Next Otto considers the experience of the
mysterium tremendum, which carries with it a complex
of feelings, with mysterium denoting "that which is
hidden and.esoteric, that which is beyond conception
or understanding, extraordinary and unfamiliar."(12)
Tremendum evokes a "peculiar dread" of something
uncanny, aweful, weird, eerie, and absolutely
unapproachable, causing the flesh to creep.
Throughout his description, Otto stresses that
although these feelings may have analogs among
"natural" moments of consciousness, there is a
qualitative difference between them. For example, he
characterizes the dread of the tremendum as something
other than natural fear, "a terror fraught with an
inward shuddering such as not even the most menacing
and overpowering created thing can instil."(13)

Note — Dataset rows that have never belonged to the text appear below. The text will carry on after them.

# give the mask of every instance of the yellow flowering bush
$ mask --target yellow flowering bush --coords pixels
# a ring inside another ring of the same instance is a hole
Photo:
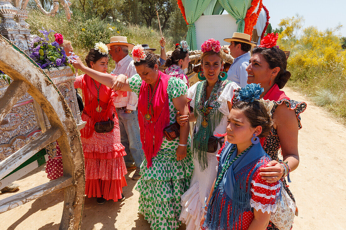
[[[337,29],[321,31],[310,26],[294,38],[289,36],[294,27],[287,28],[289,31],[279,35],[277,45],[291,52],[288,85],[311,96],[346,122],[346,50],[342,48]]]

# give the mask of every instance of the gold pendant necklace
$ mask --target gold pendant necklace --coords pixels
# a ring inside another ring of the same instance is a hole
[[[206,119],[206,118],[204,117],[204,119],[203,119],[203,121],[201,123],[201,124],[202,126],[203,126],[203,128],[206,128],[207,126],[208,126],[209,124],[208,123],[208,122],[207,121],[207,120]]]
[[[149,121],[151,119],[151,115],[149,114],[149,111],[148,111],[148,113],[144,115],[144,118],[147,121]]]

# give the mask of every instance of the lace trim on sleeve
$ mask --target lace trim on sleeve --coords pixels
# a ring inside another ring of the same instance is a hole
[[[257,212],[261,209],[261,211],[263,213],[267,212],[268,213],[270,212],[275,212],[276,210],[276,204],[263,204],[260,202],[256,202],[252,199],[250,200],[250,206],[256,210]]]
[[[217,101],[220,105],[219,111],[226,116],[228,116],[229,114],[227,102],[232,102],[233,92],[234,89],[238,88],[239,88],[239,86],[236,83],[233,82],[229,83],[225,87],[225,88],[217,99]]]
[[[190,87],[188,90],[188,95],[186,97],[191,100],[190,103],[190,105],[194,108],[195,102],[196,100],[196,90],[197,90],[197,87],[198,84],[202,82],[196,82],[193,85]]]

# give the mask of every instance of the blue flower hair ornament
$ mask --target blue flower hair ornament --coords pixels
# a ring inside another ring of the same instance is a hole
[[[248,102],[253,102],[260,99],[261,94],[264,89],[261,87],[260,84],[251,83],[242,88],[237,99]]]
[[[188,51],[190,49],[190,48],[189,47],[188,42],[186,41],[182,40],[180,41],[180,49],[182,49],[183,51],[186,52]]]

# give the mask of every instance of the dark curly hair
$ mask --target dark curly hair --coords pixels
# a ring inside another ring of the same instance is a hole
[[[262,132],[257,136],[258,137],[264,137],[269,134],[273,120],[262,102],[257,100],[253,102],[239,100],[233,104],[232,108],[243,111],[253,128],[262,126]]]
[[[137,61],[135,62],[134,63],[135,66],[145,64],[148,66],[149,68],[153,69],[155,64],[157,64],[158,66],[159,65],[156,55],[152,51],[147,50],[145,50],[144,54],[147,56],[145,60],[141,60],[139,62]]]
[[[287,60],[284,52],[275,46],[271,48],[257,47],[254,48],[252,55],[259,54],[262,55],[269,64],[269,68],[274,69],[280,68],[280,71],[275,78],[274,82],[277,84],[279,88],[282,89],[291,77],[291,73],[286,70]]]
[[[179,60],[183,60],[186,57],[186,54],[188,54],[187,51],[184,51],[182,49],[176,49],[172,53],[172,56],[167,58],[165,65],[166,67],[169,67],[173,64],[177,65]]]
[[[85,57],[85,62],[86,63],[86,65],[90,68],[91,68],[91,65],[90,63],[92,61],[94,63],[98,61],[103,57],[108,57],[108,54],[102,54],[99,52],[98,50],[97,50],[94,48],[89,51],[89,53]]]

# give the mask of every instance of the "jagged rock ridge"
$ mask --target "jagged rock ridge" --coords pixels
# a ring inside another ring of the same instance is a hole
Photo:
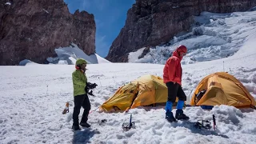
[[[95,53],[94,17],[69,12],[63,0],[0,2],[0,65],[23,59],[43,63],[54,49],[77,44],[86,54]]]
[[[256,0],[136,0],[106,58],[127,62],[128,53],[166,42],[188,30],[194,22],[193,16],[202,11],[245,11],[255,6]]]

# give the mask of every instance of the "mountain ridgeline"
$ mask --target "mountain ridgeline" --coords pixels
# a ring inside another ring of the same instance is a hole
[[[106,58],[128,62],[130,52],[167,42],[178,33],[189,30],[194,16],[202,11],[246,11],[255,6],[256,0],[136,0]]]
[[[0,65],[23,59],[44,63],[54,49],[77,44],[86,54],[95,53],[94,16],[69,12],[63,0],[0,1]]]

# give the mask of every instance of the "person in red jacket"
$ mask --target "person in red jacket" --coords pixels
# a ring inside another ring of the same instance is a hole
[[[186,96],[182,88],[182,69],[181,61],[186,55],[187,49],[181,45],[173,52],[173,55],[166,61],[163,69],[163,82],[168,88],[168,99],[166,105],[166,118],[167,121],[177,122],[178,120],[188,120],[190,118],[183,114],[182,107]],[[175,102],[176,97],[178,98],[175,118],[172,110],[173,103]]]

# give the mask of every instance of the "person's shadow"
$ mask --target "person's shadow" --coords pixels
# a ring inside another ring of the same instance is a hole
[[[222,137],[224,138],[229,138],[228,136],[224,135],[224,134],[219,134],[216,131],[206,130],[204,128],[202,128],[202,129],[195,128],[194,122],[192,122],[190,121],[183,121],[182,123],[172,122],[171,124],[172,124],[173,127],[182,126],[182,127],[186,127],[187,129],[190,129],[191,130],[191,132],[194,134],[199,134],[202,135],[215,135],[215,136]]]
[[[73,135],[73,144],[84,144],[90,143],[90,138],[95,134],[100,134],[98,130],[92,130],[90,128],[85,128],[81,130],[76,130]]]

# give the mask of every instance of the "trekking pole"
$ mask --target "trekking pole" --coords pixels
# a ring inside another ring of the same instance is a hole
[[[48,85],[47,85],[46,95],[48,95]]]
[[[112,78],[113,78],[114,83],[117,84],[117,82],[116,82],[115,80],[114,79],[114,76],[113,76]]]
[[[215,119],[214,114],[213,114],[213,121],[214,121],[214,130],[216,130],[216,119]]]
[[[102,82],[101,82],[101,79],[99,78],[99,77],[98,77],[98,80],[99,80],[99,83],[101,84],[101,87],[102,87]]]
[[[223,72],[225,72],[225,69],[224,69],[224,61],[223,61]]]
[[[91,110],[89,114],[94,112],[94,111],[96,111],[100,106],[98,106],[97,109],[94,110]]]
[[[131,115],[132,115],[132,114],[130,114],[130,123],[129,123],[130,129],[133,126],[133,124],[131,123]]]

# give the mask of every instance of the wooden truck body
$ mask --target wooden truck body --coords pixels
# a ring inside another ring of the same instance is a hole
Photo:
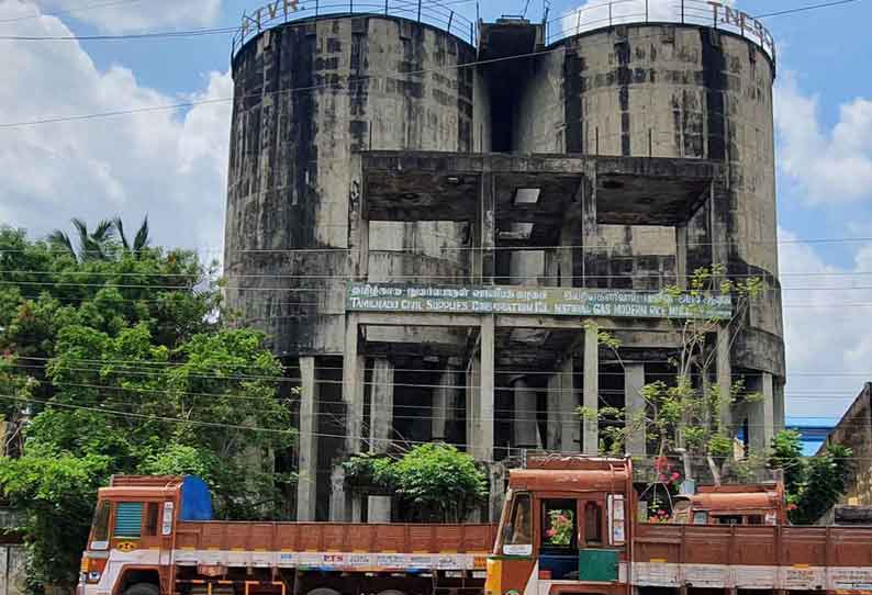
[[[480,594],[495,536],[494,525],[217,521],[205,498],[195,478],[113,478],[78,595]]]

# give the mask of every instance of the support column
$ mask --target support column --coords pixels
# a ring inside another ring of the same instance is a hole
[[[478,225],[480,250],[480,281],[489,285],[493,283],[495,272],[494,248],[496,246],[496,192],[494,189],[494,176],[491,172],[481,175],[481,186],[479,189]]]
[[[675,284],[687,289],[687,226],[675,226]]]
[[[546,445],[550,450],[579,452],[581,420],[574,380],[572,355],[548,379],[548,424]]]
[[[596,251],[600,245],[600,231],[596,224],[596,169],[595,166],[588,168],[588,172],[581,182],[581,287],[595,288],[599,279],[589,279],[595,274],[596,261],[602,255]],[[586,381],[586,379],[585,379]]]
[[[467,452],[478,457],[481,434],[479,434],[479,407],[481,403],[481,359],[473,353],[467,366]]]
[[[760,374],[760,394],[762,398],[753,404],[748,425],[751,429],[751,449],[757,453],[764,452],[772,444],[775,428],[774,386],[772,374]]]
[[[331,471],[331,523],[348,520],[350,499],[345,492],[345,469],[342,464],[335,464]]]
[[[315,520],[317,502],[317,401],[315,358],[300,358],[300,434],[297,464],[297,520]]]
[[[369,218],[359,153],[351,155],[348,169],[351,173],[348,192],[348,270],[357,281],[366,281],[369,276]]]
[[[515,411],[512,422],[512,446],[515,448],[540,449],[539,424],[537,420],[536,391],[523,378],[514,382]]]
[[[647,414],[647,404],[641,395],[645,386],[645,363],[627,363],[624,366],[624,407],[627,423],[636,429],[627,434],[626,450],[628,454],[645,457],[648,453],[648,436],[641,418]]]
[[[729,359],[729,328],[724,327],[717,330],[717,390],[720,395],[720,431],[733,434],[733,366]]]
[[[345,318],[345,352],[343,353],[343,401],[346,407],[345,445],[347,454],[360,452],[364,433],[364,372],[366,360],[359,356],[359,315],[349,312]]]
[[[372,397],[369,414],[369,450],[387,452],[393,437],[393,363],[372,362]]]
[[[584,327],[584,408],[591,417],[583,420],[583,450],[585,454],[600,453],[600,329],[595,324]]]
[[[494,317],[485,315],[481,318],[481,392],[479,393],[479,427],[480,448],[478,459],[490,462],[493,460],[493,396],[494,396],[494,370],[495,345],[494,345]]]
[[[391,496],[369,496],[367,498],[367,523],[391,521]]]
[[[448,363],[439,379],[439,386],[433,391],[431,439],[434,442],[446,440],[447,426],[457,417],[458,372],[456,366]]]
[[[490,467],[490,497],[488,498],[488,510],[490,513],[490,523],[499,523],[500,516],[503,512],[503,502],[505,501],[505,469],[502,463],[493,463]]]

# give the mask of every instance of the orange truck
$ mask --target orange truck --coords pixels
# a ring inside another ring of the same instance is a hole
[[[629,459],[544,454],[510,473],[499,527],[225,523],[195,478],[115,478],[79,595],[872,592],[872,528],[767,524],[771,489],[730,490],[691,501],[706,524],[639,523]]]

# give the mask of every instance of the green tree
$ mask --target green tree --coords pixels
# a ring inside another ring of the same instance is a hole
[[[728,394],[722,394],[717,383],[706,383],[703,379],[713,375],[716,344],[713,338],[719,332],[726,333],[733,345],[741,321],[747,315],[751,302],[762,292],[762,281],[758,278],[730,280],[726,268],[713,266],[693,272],[687,289],[670,287],[663,291],[663,307],[683,301],[689,315],[674,321],[680,346],[670,358],[674,370],[671,382],[657,381],[641,388],[646,407],[628,412],[626,407],[600,406],[596,411],[585,407],[579,415],[602,427],[601,451],[623,456],[627,438],[645,431],[656,441],[657,460],[678,457],[683,460],[684,476],[693,478],[693,460],[705,460],[715,478],[720,481],[725,464],[733,458],[733,428],[722,425],[720,412],[739,401],[752,402],[761,398],[756,392],[746,389],[744,379],[730,385]],[[733,301],[729,316],[713,313],[707,304],[711,296],[727,296]],[[599,333],[600,344],[611,349],[617,361],[622,362],[621,343],[607,333]],[[662,475],[662,473],[660,474]],[[662,479],[663,483],[677,480]]]
[[[418,445],[400,458],[358,454],[344,467],[358,489],[396,494],[418,520],[461,521],[488,495],[485,473],[449,445]]]
[[[772,439],[769,464],[782,470],[789,518],[797,525],[816,523],[845,495],[853,452],[827,445],[814,457],[803,457],[800,434],[782,430]]]
[[[48,235],[48,242],[55,248],[66,250],[79,262],[88,260],[108,260],[109,247],[114,238],[115,228],[111,221],[100,221],[93,232],[88,231],[88,224],[78,217],[72,218],[76,229],[77,245],[72,244],[69,235],[63,229],[55,229]]]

As the object of these feelings, the numinous is
endowed with might, power, transcendence, absolute
overpoweringness, majesty, and a "plenitude of being"
surpassing any created thing. It has urgency, energy,
passion, and emotional temper. Because it is that
"which is quite beyond the sphere of the usual, the
intelligible, and the familiar,"(14) it is called
"the wholly other" which brings forth feelings of
wonder, amazement, and astonishment. The numinous
produces a captivating attraction in one sensitive to
it the element of fascination. Otto finds these
feeling-responses to be common to all forms of
mysticism.
Not only does he enumerate these various
reactions to the numinous, he also emphatically
contends that these feelings are the only media
through which the numinous, or reality, can be known.
Words, concepts, reasoning, and rational thought are
incapable of producing true experience of the wholly
other, which can only be "firmly grasped, thoroughly
understood, and profoundly appreciated, purely in,
with, and from the feeling itself." (15)
Otto traces these experiences of the numinous to
the most primitive religious consciousness, where the
feeling-response was one of "daemonic dread." This
crude consciousness of the numinous evolved over the
centuries to a more elevated and noble experience.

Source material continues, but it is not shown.